In general, Latinos place a high value on family tradition, unity, and loyalty (Lee, 1999). Hence, it is important to develop and maintain interpersonal relationships within a large network of family and friends (i.e., familismo).

These values and traditions are so integral to Latino lifestyle that it is generally believed that by acknowledging and utilizing these values and beliefs, family life education programs are far more marketable and applicable to Latinos.

Overview of the LNBE Program

According to Gorman and Balter (1997), parenting programs should be modified according to the target population. Some widely implemented parenting programs are offered in Spanish versions, yet these versions are essentially the same eurocentrically based programs. The Los Niños Bien Educados (LNBE) Program, created by the Center for the Improvement of Child Caring, is a culturally adapted version of Confident Parenting (Alvy, 1994).

LNBE focuses on respecting unique traditions and customs of Latino families and exploring the effects of acculturation on parent-child relationships. LNBE was based on the traditional Latino value of raising children to be bien educados ("well-socialized" or "well-mannered") (Tannatt & Alvy, 1989). From this cultural framework, parents are taught methods for reinforcing behaviors that are considered bien educados and reducing behaviors that reflect mal educados. LNBE utilizes dichos (Latino proverbs) to orient parents to the skills being taught.

LNBE is usually taught as a 3-hour, 12-week course (in either Spanish or English) and is geared toward poverty-level Latino parents, especially immigrant parents. Recently, a 1-day version of LNBE was created that can be taught to large numbers of parents whose lives do not allow for multiple-session class commitments.

Numerous studies have demonstrated the effectiveness of the multi-session and 1-day seminar formats (Alvy, 1994; Alvy et al., 2003).
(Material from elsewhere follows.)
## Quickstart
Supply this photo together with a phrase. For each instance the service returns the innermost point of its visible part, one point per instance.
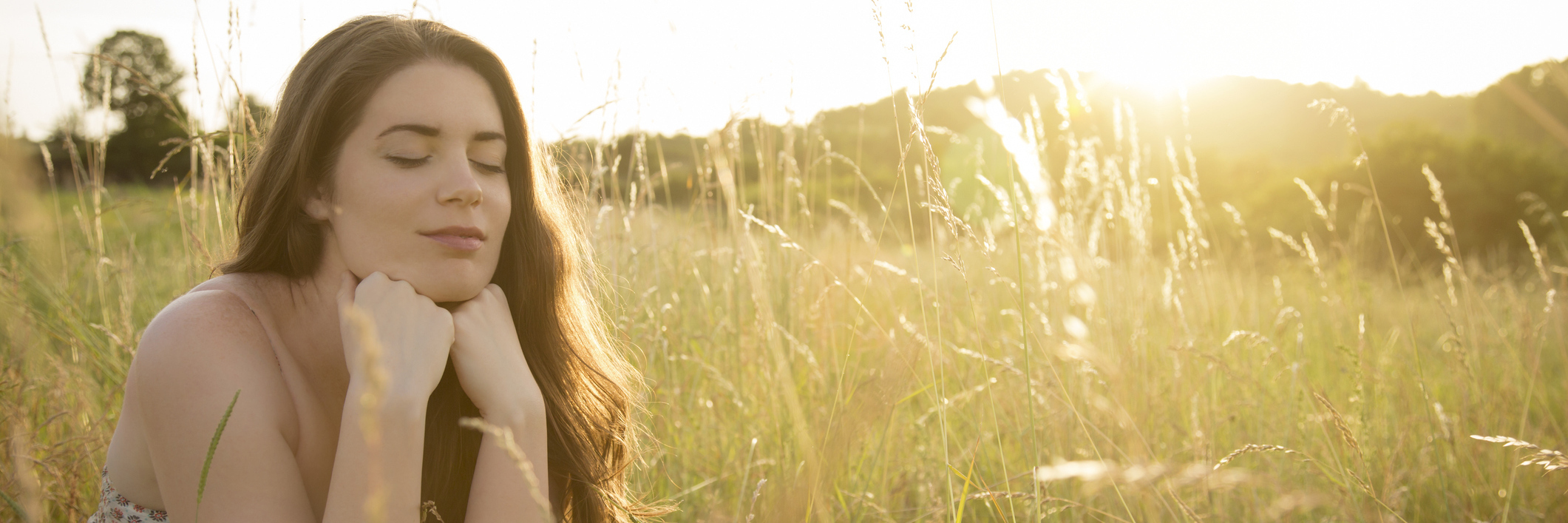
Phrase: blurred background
(899, 261)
Analyses of qualitative and quantitative data have shown significant gains in positive parenting practices (e.g., praise, encouragement, patience) and decreases in negative or abusive parenting practices (e.g., hitting, yelling, unrealistic expectations).
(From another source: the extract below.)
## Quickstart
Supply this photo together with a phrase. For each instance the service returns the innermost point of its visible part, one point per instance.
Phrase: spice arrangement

Additional information about the development, components, and evaluation of LNBE can be found at <>.

Evaluation of the Cultural Attributes of LNBE

Although LNBE has been around for over 30 years, no evaluation has been conducted on the cultural focus of LNBE. Hence, a focus group was conducted to examine how the cultural attributes of LNBE affect Latino parent participants. Understanding this impact is seen as a significant step in the growing shift toward culturally sensitive parenting education.

The LNBE course was provided in a classroom at a middle school and was taught in Spanish by a Mexican-born, Latina parenting instructor. In the last week of the course, 10 volunteers were chosen to participate based on attendance and a random drawing. Table 1 shows the demographic characteristics of the sample.

Table 1.
Demographic Characteristics of the Participants (n = 10)


Country of Origin

Education Level

Marital Status



70% Mexico

10% grade school

60% married

90% spoke mostly Spanish at home

Mean 31.88

10% El Salvador

40% high school

10% divorced

100% had at least one child 5 or younger


20% Unknown

20% college degree

10% widowed


10% graduate degree

20% unknown


20% unknown


Two Spanish-speaking doctoral students (neither of whom were affiliated with CICC) conducted the focus group (in Spanish). The two students followed a focus group protocol that was developed for this study. The participants were each given $10 for their participation, explained their rights as participants, given consent forms, and debriefed.
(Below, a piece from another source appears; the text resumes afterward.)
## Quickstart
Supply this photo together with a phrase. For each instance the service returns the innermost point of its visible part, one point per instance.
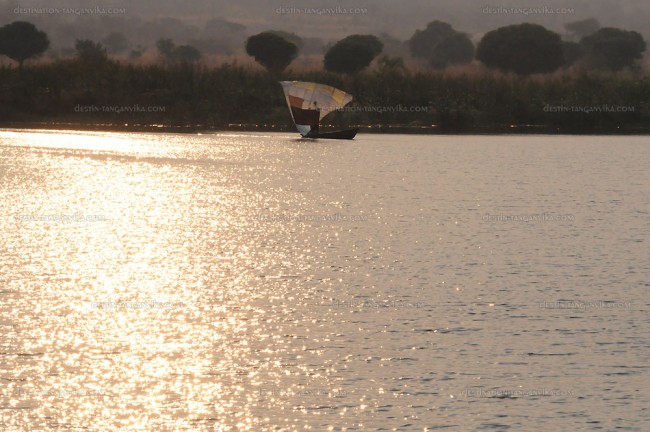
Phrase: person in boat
(315, 128)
Table 2 summarizes the themes identified in the analyses of the videotaped focus group data. In addition, implications for Extension professionals that correspond to each theme are presented.

Table 2.
Focus Group Themes by Participants and Implications for Extension Professionals



Participants reported: shifting from "isolation" toward acceptance and respect for multiculturalism and feeling empowered by discussions of Latino and U.S. cultures and of cultural adjustment to this country.

Teach Latino parents about cultural adjustment and types of acculturation because it helps empower Latino parents: to learn more about their cultural strengths, to learn U.S. laws, and to make informed decisions on how they acculturate their families to the U.S.

Participants felt validated in maintaining their cultural parenting methods, yet appreciated learning U.S. parenting methods to enhance their communication with their "Americanizing" children (e.g., moving from hierarchically based, one-way communication to listening to their children and engaging in discussions).

Focus on parent-child relations from both traditional Latino and U.S. perspectives.

Participants modified their views on traditional gender roles (e.g., allowing boys to play with dolls, develop interests in cooking, and clean after themselves without fear it would make them homosexual.)

Help Latino parents understand and respond more appropriately and effectively to their children's developing roles in U.S. society.

Using dichos put participants "on the same channel because we're talking about something that is well-known to us."

Use dichos when teaching classes to Latinos.

Participants expressed great confidence in their instructor's understanding of their culture since she was Latina.

Use culturally similar instructors for parenting Latinos when possible.

The instructor was described as someone who "takes off her shoes and puts herself in your place," especially given her shared heritage and egalitarian style.

Use an egalitarian style with Latino parents to maximize learning and motivation.

Participants felt they could expose parenting issues without fear of reprisal or judgment. Early in the class, participants were concerned about being "reported" by the instructor to the government. Although this concern is rarely mentioned in the literature, it appeared tremendously important to these parents.

Use a non-judgmental approach and have forthright discussions about reporting concerns and mandated reporting laws when working with immigrant Latinos.

Participants appreciated sharing their experiences and were motivated by hearing other Latino parents' experiences. Participants believed the supportive atmosphere motivated them to continue attending the class and improved their parent-child relationships, cultural adjustment, and parenting skills.

Establish a support group environment and encourage active group sharing. These are highly effective means for parent training with Latinos.


While there are limitations of the study (e.g., small sample, geographic), this study is presented in order to support Extension professionals in stepping closer toward providing parent training for Latinos. Specifically, the participants in the focus group conveyed that this parenting course was attuned to them culturally. This study also indicated that Latino parents believe a culturally adapted parenting program (e.g., Los Niños Bien Educados) is effective in helping them understand the ramifications of acculturation while teaching basic parenting skills. These findings are consistent with previous studies that found that minority and Latino parents respond positively to culturally adapted programs (Debord & Reguero de Atiles, 1999; Norwood & Atkinson, 1997).

The results of this focus group evaluation, along with prior evaluations of the Los Niños Bien Educados parenting program, provide strong evidence of the effectiveness of LNBE in promoting effective parenting behaviors and attitudes of Latino American parents.

It is suggested that Extension professionals engage in evaluation of the cultural components of other culturally specific programs in an effort to identify how these components impact the participants. This information can help in the design of future family life education programs targeting parents in specific cultural groups.

And finally, it is recommended that focus groups be considered when collecting data from Latinos about Extension services received. Specifically, focus groups tap into Latinos' social orientation, strong oral traditions, helping behaviors, compadrazo (a supportive community system, which includes reciprocity among it's members), and simpatía (communicating and empathizing feelings with others). Further, this method acknowledges that people often need to listen to other people's articulated opinions and understandings in order to form their own (Marshall & Rossman, 1999).